Whom you know in business is almost as important as what you can do. In today's competitive, fast-paced corporate world, managers may not have the time to personally get to know every employee working for them. Instead, they rely on a select few whom they interact with on a regular basis. To get noticed by members of upper management, it's important to work at creating the relationship rather than simply waiting for one to happen.
Help members of upper management notice you by facilitating opportunities to speak with them. Do not take this to mean that you should stalk or make empty excuses to see managers. You want upper management to realize how valuable you are as an employee, not become annoyed by your constant presence. Take advantage of opportunities that present themselves, such as elevator rides, coffee breaks, and company sports, to introduce yourself to members of upper management.
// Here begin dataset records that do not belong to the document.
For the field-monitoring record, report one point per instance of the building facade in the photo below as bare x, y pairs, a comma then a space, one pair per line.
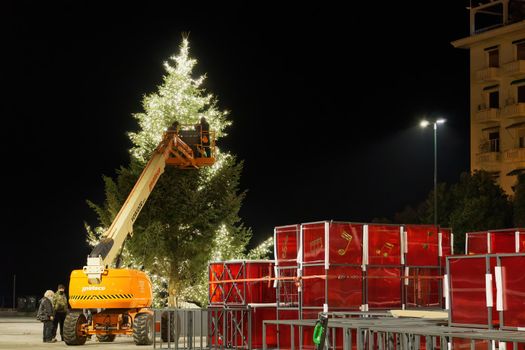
497, 89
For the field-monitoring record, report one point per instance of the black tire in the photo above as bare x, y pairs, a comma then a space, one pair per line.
164, 326
72, 328
143, 329
106, 338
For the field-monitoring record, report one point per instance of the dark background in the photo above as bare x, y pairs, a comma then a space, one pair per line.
325, 99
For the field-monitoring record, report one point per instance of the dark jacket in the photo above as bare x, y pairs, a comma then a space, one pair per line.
45, 310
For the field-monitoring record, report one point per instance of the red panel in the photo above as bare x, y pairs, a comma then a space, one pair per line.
216, 290
477, 243
286, 245
467, 290
234, 290
262, 291
314, 243
346, 243
313, 288
383, 287
422, 242
242, 292
384, 245
284, 334
503, 242
423, 287
345, 287
446, 242
288, 294
259, 314
513, 290
460, 343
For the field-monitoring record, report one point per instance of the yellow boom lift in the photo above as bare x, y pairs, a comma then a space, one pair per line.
119, 300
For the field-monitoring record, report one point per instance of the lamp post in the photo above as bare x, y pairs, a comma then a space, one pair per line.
435, 123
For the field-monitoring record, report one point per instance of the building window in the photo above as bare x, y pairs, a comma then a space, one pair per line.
521, 94
494, 99
493, 57
520, 51
494, 141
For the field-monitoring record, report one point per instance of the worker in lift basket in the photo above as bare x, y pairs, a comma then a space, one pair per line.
46, 314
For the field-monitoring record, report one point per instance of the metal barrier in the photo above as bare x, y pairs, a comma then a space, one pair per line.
188, 329
211, 328
387, 333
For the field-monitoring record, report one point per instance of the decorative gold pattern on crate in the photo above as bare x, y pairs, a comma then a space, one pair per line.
101, 297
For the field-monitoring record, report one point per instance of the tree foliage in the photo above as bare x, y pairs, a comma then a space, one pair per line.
190, 213
475, 203
478, 204
519, 201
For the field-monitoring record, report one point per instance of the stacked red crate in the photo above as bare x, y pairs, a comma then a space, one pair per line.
510, 279
240, 292
241, 282
472, 291
286, 240
426, 248
331, 266
384, 266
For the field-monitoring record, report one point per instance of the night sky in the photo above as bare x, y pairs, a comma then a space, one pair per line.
325, 102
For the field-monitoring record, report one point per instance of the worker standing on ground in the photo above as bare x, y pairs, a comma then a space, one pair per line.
60, 307
46, 314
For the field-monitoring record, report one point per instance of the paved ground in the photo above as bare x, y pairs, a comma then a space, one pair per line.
26, 333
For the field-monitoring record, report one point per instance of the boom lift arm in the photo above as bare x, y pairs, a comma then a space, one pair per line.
172, 150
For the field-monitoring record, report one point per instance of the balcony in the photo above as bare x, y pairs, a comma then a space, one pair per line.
487, 115
514, 110
489, 74
514, 68
488, 158
514, 155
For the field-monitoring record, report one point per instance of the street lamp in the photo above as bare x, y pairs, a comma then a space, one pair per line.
424, 123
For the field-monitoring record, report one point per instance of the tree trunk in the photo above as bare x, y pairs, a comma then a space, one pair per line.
173, 287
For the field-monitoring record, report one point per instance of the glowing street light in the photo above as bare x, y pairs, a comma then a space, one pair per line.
424, 123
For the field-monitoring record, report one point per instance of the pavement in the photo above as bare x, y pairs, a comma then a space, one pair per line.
26, 333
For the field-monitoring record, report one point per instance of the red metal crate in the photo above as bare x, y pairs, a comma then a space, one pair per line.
422, 287
344, 240
472, 291
314, 242
464, 344
259, 314
513, 291
230, 327
346, 243
344, 283
287, 287
286, 239
345, 287
447, 240
313, 287
251, 286
383, 287
384, 244
422, 245
216, 290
When you have these opportunities, make sure that you have something intelligent and business-related to say, whether it's a comment on an ongoing project or a relevant statistic on the business market in general.
Members of upper management are all about meeting their priorities. Managers have a lot to do and have to prioritize tasks to get things done and meet their quotas. Learn what the current priorities of upper management are by consulting meeting agendas and paying special attention to informational company emails or briefings. Take initiative, study the priority list, and devise a way that your skill set can help meet company goals. Develop strategies that are backed by solid data. It may take a little extra work, but being prepared for a meeting or a call in to an upper manager's office gives you an edge. It demonstrates that you have valuable ideas that can help the company progress.
Volunteer your services to upper management. Join task groups, committees, focus groups, and any other work-related activity that involves direct interaction with members of upper management. Make sure that you meet all of the requirements for whatever group you choose and study the material provided by the company as well as your own research to carefully develop your opinions before you relay them to management. Research-focused groups provide invaluable face-time with upper management. They are opportunities for you to demonstrate your abilities and commitment to the company.
Ask for a Mentor
Another way that you can get members of upper management to notice you is to approach one of them to ask him or her to be your mentor. Requesting a mentor shows great personal and professional respect for the manager. It also demonstrates your willingness to learn and your commitment to your long-term professional goals. Be prepared to demonstrate how your skills can be of use to the manager in addition to how they will help you to meet your goals. A manager who is willing to be your mentor gets to know you on a business level and also becomes acquainted with who you are personally.